The lines are the beginning of what Snow hopes will become a network of bus lines that make a limited number of stops and use high-occupancy vehicle and express lanes on the freeways to get people from their homes to major attractions and employment centers such as the Strip, the airport and downtown.

Two more express lines are under construction, one on Boulder Highway and another on Sahara Avenue.

The RTC is also adding to its collection of transit centers.

Just a year ago, it only had the Downtown Transportation Center and the South Strip Transfer Terminal. It since has opened the Centennial Hills Transit Center and the Bonneville Transit Center, which replaces the old downtown center.

“The facilities are very, very nice, and they’re clean and well secured and maintained,” Snow said. “That’s the type of product we want to put out there. We don’t think we should put something out there that’s going to send the message out to the community that we don’t care and we’re not going to keep it up and maintain it.”

The new facilities and bus lines have quickly become popular and the express-bus concept, usually referred to as bus rapid transit, is spreading across the country.

The RTC’s first express route, the Metropolitan Area Express, or MAX, route, began testing the concept on Las Vegas Boulevard North in 2004. The line uses larger buses than normal in dedicated bus lanes and saw a ridership increase of 40 percent.

So earlier this year, the RTC added the ACE Gold Line and the ACExpress C Line. Both were to use sleek new vehicles designed to look like light rail train cars. The two lines use dedicated bus lanes on some downtown streets, and the C Line, which goes from downtown to the northwest part of Las Vegas, uses the high-occupancy vehicle lanes on U.S. 95.

About two weeks later, the RTC broke ground on dedicated bus lanes for the Boulder Highway route.
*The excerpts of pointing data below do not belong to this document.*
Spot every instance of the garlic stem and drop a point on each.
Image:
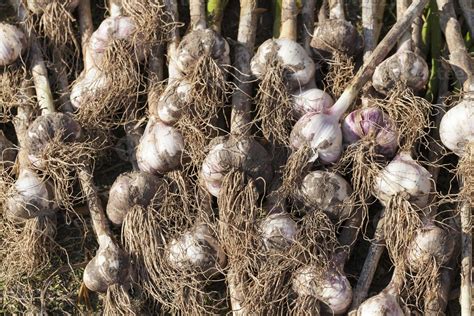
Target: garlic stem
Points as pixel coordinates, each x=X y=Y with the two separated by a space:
x=288 y=20
x=197 y=11
x=241 y=105
x=365 y=72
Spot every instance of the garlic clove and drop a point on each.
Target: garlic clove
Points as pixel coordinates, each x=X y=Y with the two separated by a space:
x=12 y=43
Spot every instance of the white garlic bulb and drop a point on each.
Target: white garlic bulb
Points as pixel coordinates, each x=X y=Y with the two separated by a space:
x=298 y=65
x=403 y=176
x=456 y=129
x=160 y=149
x=12 y=43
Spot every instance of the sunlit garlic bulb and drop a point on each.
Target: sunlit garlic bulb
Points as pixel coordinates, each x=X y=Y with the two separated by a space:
x=109 y=266
x=244 y=154
x=47 y=127
x=160 y=149
x=29 y=197
x=431 y=243
x=329 y=286
x=12 y=43
x=403 y=176
x=310 y=100
x=328 y=192
x=130 y=189
x=196 y=249
x=298 y=66
x=456 y=129
x=371 y=124
x=403 y=67
x=320 y=132
x=201 y=43
x=278 y=231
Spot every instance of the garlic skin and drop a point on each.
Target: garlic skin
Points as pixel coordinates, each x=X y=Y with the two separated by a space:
x=403 y=176
x=336 y=35
x=199 y=43
x=431 y=242
x=47 y=127
x=326 y=191
x=196 y=249
x=90 y=82
x=38 y=6
x=109 y=266
x=131 y=189
x=330 y=287
x=371 y=124
x=160 y=149
x=456 y=129
x=109 y=30
x=381 y=304
x=12 y=43
x=298 y=65
x=29 y=197
x=322 y=133
x=405 y=67
x=278 y=231
x=243 y=153
x=170 y=105
x=310 y=100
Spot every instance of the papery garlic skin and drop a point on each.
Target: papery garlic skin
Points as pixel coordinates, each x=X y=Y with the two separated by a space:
x=403 y=67
x=381 y=305
x=329 y=286
x=91 y=81
x=160 y=149
x=298 y=65
x=403 y=176
x=199 y=43
x=196 y=249
x=371 y=124
x=328 y=192
x=234 y=153
x=29 y=197
x=12 y=43
x=310 y=100
x=430 y=243
x=322 y=133
x=278 y=231
x=456 y=129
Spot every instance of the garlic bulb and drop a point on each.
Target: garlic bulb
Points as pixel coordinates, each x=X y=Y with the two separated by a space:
x=47 y=127
x=29 y=197
x=278 y=231
x=196 y=249
x=88 y=85
x=244 y=154
x=403 y=176
x=330 y=286
x=298 y=65
x=160 y=149
x=381 y=304
x=110 y=30
x=109 y=266
x=430 y=243
x=405 y=67
x=130 y=189
x=310 y=100
x=38 y=6
x=12 y=43
x=373 y=124
x=326 y=191
x=199 y=43
x=320 y=132
x=456 y=129
x=170 y=105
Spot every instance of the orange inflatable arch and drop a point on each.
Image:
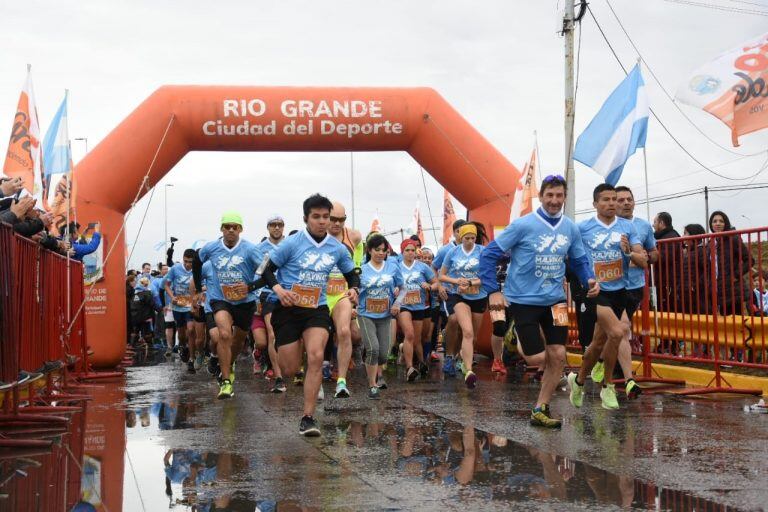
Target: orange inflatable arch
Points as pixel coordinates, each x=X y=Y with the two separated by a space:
x=177 y=119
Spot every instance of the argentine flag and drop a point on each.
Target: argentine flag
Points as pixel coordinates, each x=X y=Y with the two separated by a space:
x=618 y=129
x=57 y=153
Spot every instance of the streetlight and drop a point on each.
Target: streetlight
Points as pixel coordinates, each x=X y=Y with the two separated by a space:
x=165 y=194
x=84 y=139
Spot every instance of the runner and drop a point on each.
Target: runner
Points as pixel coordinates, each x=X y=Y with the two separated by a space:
x=419 y=280
x=379 y=280
x=451 y=335
x=468 y=301
x=275 y=227
x=625 y=208
x=179 y=293
x=305 y=260
x=231 y=293
x=533 y=293
x=611 y=243
x=344 y=327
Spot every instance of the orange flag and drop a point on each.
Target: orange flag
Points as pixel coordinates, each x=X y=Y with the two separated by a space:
x=526 y=190
x=449 y=217
x=23 y=156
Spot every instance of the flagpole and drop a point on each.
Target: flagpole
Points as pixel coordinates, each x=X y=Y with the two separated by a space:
x=68 y=236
Use of the Gold Line, which runs up and down Las Vegas Boulevard through downtown and the Strip, was overwhelming. Instead of the 4,000 to 6,000 riders per day the RTC expected, as many as 20,000 people used the line on some days.

Ridership on the C Line was respectable as well, but the demand on the Gold Line meant the shiny buses were diverted away from the longer route that was serving locals instead of tourists. The C Line now averages 1,000 riders a day.

The RTC heavily promoted the new services, using billboards around the valley featuring the new buses, Mayor Oscar Goodman and Strip performers.

But about a month after the service opened, the RTC was hit with a lawsuit over the use of the ACE name; the same name is used by a local taxi company. The RTC subsequently dropped the use of the ACE name to avoid litigation and spent about $70,000 removing the ACE logos from buses and stations.

The ACE Gold Line became the Strip and Downtown Express and the ACExpress C Line became the Centennial Express.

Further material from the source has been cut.